Action Green for Trade and Sustainable Development (AGTSD), Growth Partners Africa (GPA), the Food Alliance (FA), Beacon of Hope (BH), Centre for Economic Policy Priorities (CEPP) amongst others have asked the African Union (AU) to halt the African Continental Free Trade Area (AfCFTA) negotiations and launch of trading on 01 July, 2020.

The CSOs stated that in order to make AfCFTA negotiations and implementation more meaningful and beneficial to all AU Member States and actors like MSMEs, farmers, fisherfolks, workers, and small-scale producers, it was important to provide for more time to finalise all the aforementioned pending issues as mandated by the AU Assembly. They said, ‘The proposal that a special resolution on [e-commerce] negotiations be issued so as to promote [anti-Covid-19] trade among the AU Member States is also debatable. This proposal goes against the directive of the 33rd Ordinary Session of the Assembly of Heads of State and Governments mandating the Member States to undertake negotiations on [e-commerce] under Phase 3, upon conclusion of Phase 2 negotiations’.

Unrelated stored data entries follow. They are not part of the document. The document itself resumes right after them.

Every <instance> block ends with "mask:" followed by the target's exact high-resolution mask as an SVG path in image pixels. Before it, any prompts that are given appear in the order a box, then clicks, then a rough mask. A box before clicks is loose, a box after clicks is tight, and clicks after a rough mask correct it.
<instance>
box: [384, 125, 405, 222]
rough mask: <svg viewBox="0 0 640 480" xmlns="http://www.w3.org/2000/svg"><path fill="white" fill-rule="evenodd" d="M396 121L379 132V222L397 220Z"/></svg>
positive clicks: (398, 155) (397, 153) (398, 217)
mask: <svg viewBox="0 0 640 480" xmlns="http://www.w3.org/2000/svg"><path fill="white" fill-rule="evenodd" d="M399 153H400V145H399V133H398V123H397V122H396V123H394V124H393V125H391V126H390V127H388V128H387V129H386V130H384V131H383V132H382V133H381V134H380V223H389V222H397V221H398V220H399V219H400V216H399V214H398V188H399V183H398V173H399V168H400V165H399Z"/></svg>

‘Negotiating [e-commerce] hastily to update the AfCFTA rulebook at such an early stage of the development of the internet in Africa would lock in the status quo, engender the widening digital divide, favour only a few corporations, and prepare the African market for an onslaught of foreign goods purchased online. This is against the reality that any [e-commerce] outcome in the AfCFTA must promote African businesses, SMEs and create an enabling environment for African consumers and sellers alike’, they added.

They called on the AU to halt the launch and all AfCFTA-related negotiations in order to allow for the AU Member States to focus their efforts and resources on mitigating against Covid-19. They stated that what was needed was for African countries to coordinate policy in critical areas such as health and building common capacity on health products like vaccines as well as global financial support measures. They asked for the creation of space at the national, regional and continental levels for African citizens and their socioeconomic groupings, ie workers, farmers, traders, producers, MSMEs, civil society and private sector to participate effectively in a democratic and transparent process and ensure the reflection of their concerns and views in the negotiations.

‘Publish and avail to stakeholders information on the AfCFTA texts in a timely and accessible manner to enable their input and effective participation at national, regional, and continental levels’, they said.